In 1830 the Northern Union of Pitmen, led by Tommy Hepburn, was established. In April 1831 the union refused to sign their annual bonds (contracts) which tied them to a pit for a year and a day. They wanted better working conditions, including a reduction in the working hours for children from 16 to 12 hours a day.
The dispute was bitter but some concessions were gained. In April 1832, the Union again went on strike in April and refused to sign their bonds. On June 11th 1832, William Jobling and Ralph Armstrong, two striking Jarrow Pitmen, attacked South Shields magistrate Nicholas Fairles who died ten days later.
Fairles, prior to his death, acknowledged Armstrong had carried-out the attack and Jobling was an accessory. Jobling was arrested, tried and hung at Durham; covered in pitch and placed in a metal cage, escorted to Jarrow Slake where he was hung on a gibbet seventeen feet high.
Judge Parke, at Jobling’s trial, spoke of the unions as, “the illegal proceedings which have disgraced the county. May they take warning by your fate?” Jobling remained at Jarrow Slake for three weeks until the guards were removed and his friend’s risked transportation and stole his body. Armstrong was never caught. Jobling’s body has never been discovered.
By August 1832, the Union was defeated. Tommy Hepburn was prevented from working in the Pits and forced to sell tea door-to-door. He was eventually allowed to return to work provided he had nothing to do with the union.
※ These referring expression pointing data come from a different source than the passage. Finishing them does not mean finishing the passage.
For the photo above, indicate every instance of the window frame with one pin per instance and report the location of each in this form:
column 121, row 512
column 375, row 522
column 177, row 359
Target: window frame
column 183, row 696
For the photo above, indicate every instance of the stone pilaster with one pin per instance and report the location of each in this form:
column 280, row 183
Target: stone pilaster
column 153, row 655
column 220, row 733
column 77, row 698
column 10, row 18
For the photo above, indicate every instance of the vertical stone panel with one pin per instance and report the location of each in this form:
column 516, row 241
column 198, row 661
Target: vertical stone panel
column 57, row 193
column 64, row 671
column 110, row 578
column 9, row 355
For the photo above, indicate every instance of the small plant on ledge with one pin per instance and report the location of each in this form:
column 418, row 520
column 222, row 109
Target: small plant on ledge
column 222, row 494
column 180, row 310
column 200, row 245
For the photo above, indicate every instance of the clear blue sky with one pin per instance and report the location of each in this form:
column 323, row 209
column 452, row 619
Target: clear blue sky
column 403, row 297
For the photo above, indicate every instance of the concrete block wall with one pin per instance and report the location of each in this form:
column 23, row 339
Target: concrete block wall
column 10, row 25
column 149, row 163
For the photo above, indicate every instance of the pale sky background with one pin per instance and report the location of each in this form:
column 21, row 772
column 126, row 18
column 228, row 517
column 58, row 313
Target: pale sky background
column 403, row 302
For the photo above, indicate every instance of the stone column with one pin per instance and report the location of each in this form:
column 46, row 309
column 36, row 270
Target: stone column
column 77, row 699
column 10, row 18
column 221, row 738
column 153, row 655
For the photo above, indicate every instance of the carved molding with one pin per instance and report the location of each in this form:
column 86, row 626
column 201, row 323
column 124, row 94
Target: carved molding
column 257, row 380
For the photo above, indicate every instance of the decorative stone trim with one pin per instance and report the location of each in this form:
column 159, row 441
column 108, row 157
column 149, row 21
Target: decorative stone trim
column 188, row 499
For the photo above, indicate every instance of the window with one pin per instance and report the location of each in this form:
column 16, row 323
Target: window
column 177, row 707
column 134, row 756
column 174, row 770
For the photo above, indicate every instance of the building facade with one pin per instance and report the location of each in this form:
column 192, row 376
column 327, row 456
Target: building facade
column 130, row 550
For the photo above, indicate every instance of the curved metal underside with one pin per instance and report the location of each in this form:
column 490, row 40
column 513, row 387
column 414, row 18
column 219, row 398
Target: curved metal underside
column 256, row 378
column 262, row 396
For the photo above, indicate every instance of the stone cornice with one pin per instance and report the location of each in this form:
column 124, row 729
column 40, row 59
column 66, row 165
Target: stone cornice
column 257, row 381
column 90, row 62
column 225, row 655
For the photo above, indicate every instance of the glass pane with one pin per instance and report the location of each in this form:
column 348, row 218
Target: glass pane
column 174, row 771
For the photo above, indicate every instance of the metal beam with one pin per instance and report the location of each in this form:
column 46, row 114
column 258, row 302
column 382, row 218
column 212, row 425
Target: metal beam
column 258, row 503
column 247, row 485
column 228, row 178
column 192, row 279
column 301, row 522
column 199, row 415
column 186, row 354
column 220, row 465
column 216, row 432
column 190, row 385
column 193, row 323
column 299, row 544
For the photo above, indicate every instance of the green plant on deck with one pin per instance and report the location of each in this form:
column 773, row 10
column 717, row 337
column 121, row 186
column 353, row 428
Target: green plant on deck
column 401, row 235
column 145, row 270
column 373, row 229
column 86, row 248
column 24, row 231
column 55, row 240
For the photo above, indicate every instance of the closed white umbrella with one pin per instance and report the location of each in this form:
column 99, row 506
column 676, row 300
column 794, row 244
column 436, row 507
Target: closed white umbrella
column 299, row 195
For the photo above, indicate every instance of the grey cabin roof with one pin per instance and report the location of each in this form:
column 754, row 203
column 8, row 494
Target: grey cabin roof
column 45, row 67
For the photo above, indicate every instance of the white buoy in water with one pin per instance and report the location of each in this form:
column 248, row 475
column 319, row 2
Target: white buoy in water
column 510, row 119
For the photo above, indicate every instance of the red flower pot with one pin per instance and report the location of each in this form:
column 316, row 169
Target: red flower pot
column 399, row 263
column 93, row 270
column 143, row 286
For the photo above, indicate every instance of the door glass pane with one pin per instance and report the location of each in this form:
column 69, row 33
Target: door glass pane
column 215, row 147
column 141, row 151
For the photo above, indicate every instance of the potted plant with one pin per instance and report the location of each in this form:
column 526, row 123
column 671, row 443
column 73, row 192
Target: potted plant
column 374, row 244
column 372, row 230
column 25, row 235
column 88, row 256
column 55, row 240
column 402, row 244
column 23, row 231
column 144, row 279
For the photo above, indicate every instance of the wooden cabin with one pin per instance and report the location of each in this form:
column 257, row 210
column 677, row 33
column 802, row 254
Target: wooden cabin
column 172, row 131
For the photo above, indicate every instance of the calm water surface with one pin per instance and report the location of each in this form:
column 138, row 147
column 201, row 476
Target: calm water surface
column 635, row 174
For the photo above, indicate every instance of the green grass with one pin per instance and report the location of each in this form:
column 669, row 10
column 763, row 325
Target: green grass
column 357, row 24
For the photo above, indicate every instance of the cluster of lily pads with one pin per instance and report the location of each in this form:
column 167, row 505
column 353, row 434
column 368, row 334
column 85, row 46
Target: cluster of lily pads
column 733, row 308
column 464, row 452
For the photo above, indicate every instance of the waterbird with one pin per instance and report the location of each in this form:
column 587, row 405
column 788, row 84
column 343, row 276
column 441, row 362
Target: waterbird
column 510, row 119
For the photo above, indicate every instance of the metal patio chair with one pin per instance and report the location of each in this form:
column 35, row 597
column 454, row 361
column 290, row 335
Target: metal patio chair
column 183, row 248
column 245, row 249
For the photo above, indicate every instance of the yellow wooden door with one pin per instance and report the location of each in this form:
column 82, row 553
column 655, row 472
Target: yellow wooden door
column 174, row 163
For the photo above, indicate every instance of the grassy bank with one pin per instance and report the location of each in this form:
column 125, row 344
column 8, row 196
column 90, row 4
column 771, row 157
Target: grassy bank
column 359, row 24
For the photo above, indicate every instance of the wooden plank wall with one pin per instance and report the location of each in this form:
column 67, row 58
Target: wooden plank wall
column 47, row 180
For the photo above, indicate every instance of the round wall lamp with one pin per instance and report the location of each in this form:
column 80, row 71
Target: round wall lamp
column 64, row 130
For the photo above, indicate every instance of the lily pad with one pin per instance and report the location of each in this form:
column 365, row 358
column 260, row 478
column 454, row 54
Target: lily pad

In November 1830, Lord Grey formed a coalition, among the government’s aims was to subdue popular unrest. It was said to be an ‘age of unease’ which eventually led to the 1832 Reform Act. The ‘Jobling story’ should be placed in the context of the state of the nation in the early 1830‘s: “England and Ireland was in a very disturbed and excited condition.” (Earl Cowper in his Preface to Lord Melbourne’s Papers, 1889.)
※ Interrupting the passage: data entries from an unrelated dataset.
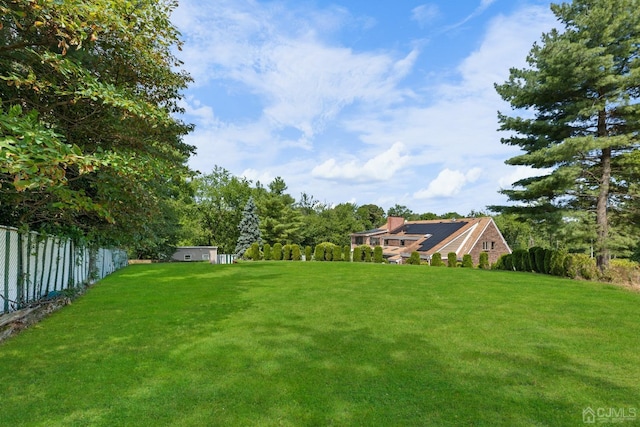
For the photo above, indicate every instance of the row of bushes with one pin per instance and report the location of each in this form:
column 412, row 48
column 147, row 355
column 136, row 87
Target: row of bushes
column 330, row 252
column 452, row 260
column 549, row 261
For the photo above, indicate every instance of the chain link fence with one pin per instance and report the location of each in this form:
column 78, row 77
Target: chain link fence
column 34, row 266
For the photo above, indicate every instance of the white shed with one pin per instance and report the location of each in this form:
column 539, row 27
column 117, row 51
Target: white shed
column 196, row 253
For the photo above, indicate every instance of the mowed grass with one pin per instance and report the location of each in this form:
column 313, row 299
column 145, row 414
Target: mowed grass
column 297, row 344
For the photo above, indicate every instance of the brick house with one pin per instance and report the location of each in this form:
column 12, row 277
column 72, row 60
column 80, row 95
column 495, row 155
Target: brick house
column 399, row 238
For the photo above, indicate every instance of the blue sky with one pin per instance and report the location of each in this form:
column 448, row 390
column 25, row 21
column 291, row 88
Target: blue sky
column 384, row 102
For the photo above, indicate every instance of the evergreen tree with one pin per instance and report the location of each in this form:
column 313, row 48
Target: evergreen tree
column 249, row 228
column 579, row 98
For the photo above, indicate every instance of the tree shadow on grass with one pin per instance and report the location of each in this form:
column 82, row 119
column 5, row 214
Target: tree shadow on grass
column 297, row 375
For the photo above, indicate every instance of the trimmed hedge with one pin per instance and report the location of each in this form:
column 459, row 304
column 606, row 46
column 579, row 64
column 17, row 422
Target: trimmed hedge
column 346, row 253
column 467, row 261
column 276, row 254
column 548, row 261
column 483, row 261
column 452, row 259
column 377, row 255
column 414, row 259
column 295, row 253
column 436, row 260
column 254, row 251
column 357, row 254
column 286, row 253
column 337, row 253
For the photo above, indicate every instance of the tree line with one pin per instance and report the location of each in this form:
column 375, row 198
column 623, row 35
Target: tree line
column 91, row 143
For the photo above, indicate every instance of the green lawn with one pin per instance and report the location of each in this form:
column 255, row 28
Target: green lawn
column 326, row 344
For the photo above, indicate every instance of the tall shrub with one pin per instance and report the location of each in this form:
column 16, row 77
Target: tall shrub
column 366, row 253
column 548, row 253
column 346, row 255
column 414, row 258
column 558, row 263
column 467, row 261
column 295, row 253
column 436, row 260
column 541, row 253
column 249, row 228
column 277, row 252
column 319, row 252
column 254, row 251
column 483, row 261
column 337, row 253
column 377, row 255
column 452, row 259
column 357, row 254
column 267, row 252
column 328, row 252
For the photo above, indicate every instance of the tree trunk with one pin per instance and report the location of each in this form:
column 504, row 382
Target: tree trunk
column 602, row 224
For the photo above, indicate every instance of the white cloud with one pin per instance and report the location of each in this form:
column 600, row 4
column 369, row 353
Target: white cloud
column 448, row 183
column 425, row 14
column 316, row 101
column 521, row 172
column 381, row 167
column 256, row 176
column 285, row 59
The annual bonds which the Union had fought to have abolished remained in place until 1872. Ralph Armstrong was never apprehended. Isabella Jobling died in Harton Workhouse (now South Shields General Hospital) in 1892, aged, 91 recalling nothing of her husband. Tommy Hepburn (1795-1864) became involved with the Chartist movement in the 1840’s and is buried in St Mary’s Churchyard, Heworth, Gateshead. His grave is tended by the miners’ union to this day and an annual event is held at Saint Mary’s in October commemorating Hepburn’s life.